Отводя взгляд с несуразной картины за окном, я проговорила:
- Бывает, бомжи толпами у мусорки пасутся, как коровы и всякий раз уходят с затаренными сумками. А порой, правда, не солоно хлебавши. Один раз врукопашную подрались из-за пустых бутылок.
На вокзал мы с Олей приехали к самому отходу поезда. Заволокли вещи в вагон. Передохнули.
- Через два дня буду в Городище, - сказала Оля.
- А там встретят?
- Что ты! До села еще километров пять.
Поезд стал трогаться. Я выскочила на платформу. И когда уже состав набирал скорость, Оля кричала с подножки вагона:
- Люда-а! Погля-ядывай за моими окнами, чтоб не обворова-али.

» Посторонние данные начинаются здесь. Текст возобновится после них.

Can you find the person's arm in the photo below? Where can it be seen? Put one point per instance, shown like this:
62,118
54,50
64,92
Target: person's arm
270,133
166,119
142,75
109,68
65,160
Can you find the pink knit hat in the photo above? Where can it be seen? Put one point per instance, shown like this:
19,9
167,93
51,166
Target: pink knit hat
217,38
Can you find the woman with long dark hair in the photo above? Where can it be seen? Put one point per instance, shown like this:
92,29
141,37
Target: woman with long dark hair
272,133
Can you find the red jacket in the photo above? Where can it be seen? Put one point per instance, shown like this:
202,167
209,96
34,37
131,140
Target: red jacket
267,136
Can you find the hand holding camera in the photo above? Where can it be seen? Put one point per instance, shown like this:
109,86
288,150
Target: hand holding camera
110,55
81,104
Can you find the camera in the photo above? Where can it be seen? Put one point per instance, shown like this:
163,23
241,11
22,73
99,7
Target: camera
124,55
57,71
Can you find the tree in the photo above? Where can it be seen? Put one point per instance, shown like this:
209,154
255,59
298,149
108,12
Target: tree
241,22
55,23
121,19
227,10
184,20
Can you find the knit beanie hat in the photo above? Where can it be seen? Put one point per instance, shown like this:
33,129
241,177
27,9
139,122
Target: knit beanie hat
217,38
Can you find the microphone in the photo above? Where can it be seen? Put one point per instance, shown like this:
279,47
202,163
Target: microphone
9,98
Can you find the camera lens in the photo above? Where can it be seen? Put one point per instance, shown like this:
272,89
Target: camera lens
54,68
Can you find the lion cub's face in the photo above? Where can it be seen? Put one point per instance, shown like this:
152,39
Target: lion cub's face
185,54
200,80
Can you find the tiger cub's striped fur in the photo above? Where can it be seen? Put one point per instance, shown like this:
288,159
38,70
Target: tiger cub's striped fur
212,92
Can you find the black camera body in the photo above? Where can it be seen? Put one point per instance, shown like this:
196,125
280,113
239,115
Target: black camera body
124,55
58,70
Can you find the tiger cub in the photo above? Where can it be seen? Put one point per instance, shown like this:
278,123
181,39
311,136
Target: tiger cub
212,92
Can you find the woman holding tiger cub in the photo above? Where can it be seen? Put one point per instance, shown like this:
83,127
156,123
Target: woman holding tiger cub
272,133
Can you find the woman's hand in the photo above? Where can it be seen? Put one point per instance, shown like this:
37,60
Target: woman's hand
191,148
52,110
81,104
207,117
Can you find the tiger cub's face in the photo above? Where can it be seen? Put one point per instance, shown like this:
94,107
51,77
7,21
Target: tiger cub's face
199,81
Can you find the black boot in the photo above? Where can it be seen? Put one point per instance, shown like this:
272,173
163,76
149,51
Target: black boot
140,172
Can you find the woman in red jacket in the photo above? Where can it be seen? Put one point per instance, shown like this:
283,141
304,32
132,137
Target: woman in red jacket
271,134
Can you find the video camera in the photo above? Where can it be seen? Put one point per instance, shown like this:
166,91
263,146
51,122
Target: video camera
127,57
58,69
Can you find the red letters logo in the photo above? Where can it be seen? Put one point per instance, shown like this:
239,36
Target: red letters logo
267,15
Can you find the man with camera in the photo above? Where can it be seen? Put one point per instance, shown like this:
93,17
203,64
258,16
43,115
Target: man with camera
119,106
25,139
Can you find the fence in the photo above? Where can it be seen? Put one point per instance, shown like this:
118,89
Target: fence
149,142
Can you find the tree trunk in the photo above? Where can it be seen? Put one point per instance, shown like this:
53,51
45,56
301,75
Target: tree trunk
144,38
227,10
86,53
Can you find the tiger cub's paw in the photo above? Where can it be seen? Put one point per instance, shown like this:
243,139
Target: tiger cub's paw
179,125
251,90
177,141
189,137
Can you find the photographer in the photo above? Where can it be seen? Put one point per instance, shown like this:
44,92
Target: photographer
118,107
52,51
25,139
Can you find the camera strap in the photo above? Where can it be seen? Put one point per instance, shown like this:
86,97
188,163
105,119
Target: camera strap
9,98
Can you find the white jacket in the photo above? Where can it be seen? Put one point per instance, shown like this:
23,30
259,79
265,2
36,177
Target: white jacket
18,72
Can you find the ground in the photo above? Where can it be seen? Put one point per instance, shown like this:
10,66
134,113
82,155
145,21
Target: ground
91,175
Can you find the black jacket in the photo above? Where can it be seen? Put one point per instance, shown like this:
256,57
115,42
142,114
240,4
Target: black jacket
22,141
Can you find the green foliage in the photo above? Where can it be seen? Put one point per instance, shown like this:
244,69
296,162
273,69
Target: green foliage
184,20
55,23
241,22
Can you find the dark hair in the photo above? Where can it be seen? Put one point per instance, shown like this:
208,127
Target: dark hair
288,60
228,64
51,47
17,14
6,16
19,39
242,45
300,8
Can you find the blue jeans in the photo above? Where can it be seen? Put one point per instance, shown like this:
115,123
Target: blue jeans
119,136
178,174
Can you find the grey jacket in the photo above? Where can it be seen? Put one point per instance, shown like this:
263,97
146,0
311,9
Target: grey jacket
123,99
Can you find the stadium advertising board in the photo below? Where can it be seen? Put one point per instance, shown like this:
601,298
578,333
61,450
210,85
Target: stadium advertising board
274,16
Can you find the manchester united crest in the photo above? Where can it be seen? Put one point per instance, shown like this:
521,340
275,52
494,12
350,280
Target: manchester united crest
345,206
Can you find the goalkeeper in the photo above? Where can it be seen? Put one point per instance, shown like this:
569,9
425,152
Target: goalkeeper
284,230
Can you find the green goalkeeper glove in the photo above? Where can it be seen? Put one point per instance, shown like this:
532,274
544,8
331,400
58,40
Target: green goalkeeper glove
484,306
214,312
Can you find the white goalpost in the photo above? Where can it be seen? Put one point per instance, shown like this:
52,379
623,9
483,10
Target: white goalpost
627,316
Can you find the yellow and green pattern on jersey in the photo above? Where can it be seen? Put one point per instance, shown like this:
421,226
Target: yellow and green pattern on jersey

Поезд ушел и перрон как-то сразу опустел. Только вдалеке одиноко плыла мужская фигура.
"Превратиться бы в ветер и к морю", - вздохнула я. "Волны шпынять, удивляться запаху цветущего шиповника. В приморском городишке его видимо-невидимо".
Но мне ничего не оставалось, как идти до дому. Шагать дальше в ногу с городом бродячих кошек и собак. С городом кафедрального собора, величественно парящего над моей приблудной жизнью, над пьяницами, резво глядящих в рюмку, бомжами и ворюгами.
Добрый июль купался в полуденном солнце. В городе пахло клубникой. Пронзая завесу пыли, летели по рельса окна трамвая с людьми. Вдруг из-за плеча слышу:
- Ах, ты мой золотой, ах, ты мой бриллиантовый, лапонька ты моя ненаглядная, сладенький ты мой. . .
Я оглянулась и тут же прыснула со смеху. Возле пожилой женщины в очках радостно подпрыгивала юркая неказистая собачонка. Мне почему-то захотелось, чтоб любили тоже как собаку и понимали, как кошку.
На улице, где я живу, недалеко от моего дома, словно ножом по сердцу, резанули звуки гармошки, малиновы меха. Гармонист невысокого роста пытался развеселить женщин, сидевших рядом на лавочке. Я его знаю. По выходным дням переборы его тальяночки частенько разрывали тишину многоэтажек. А в будние дни дядька продавал веники возле бани. Гармонист наяривал, оглашая округу веселым звоном, а женщины сидели скучные. Как тети Моти.
Взяли бы да громко спели "Голубая кофта, синие глаза. . . "
А вон и мое окно, тоскливо глядящее на мусорную свалку и мечтающее о цветущем поле и розовых тюльпанах. Затомилось меня ожидаючи.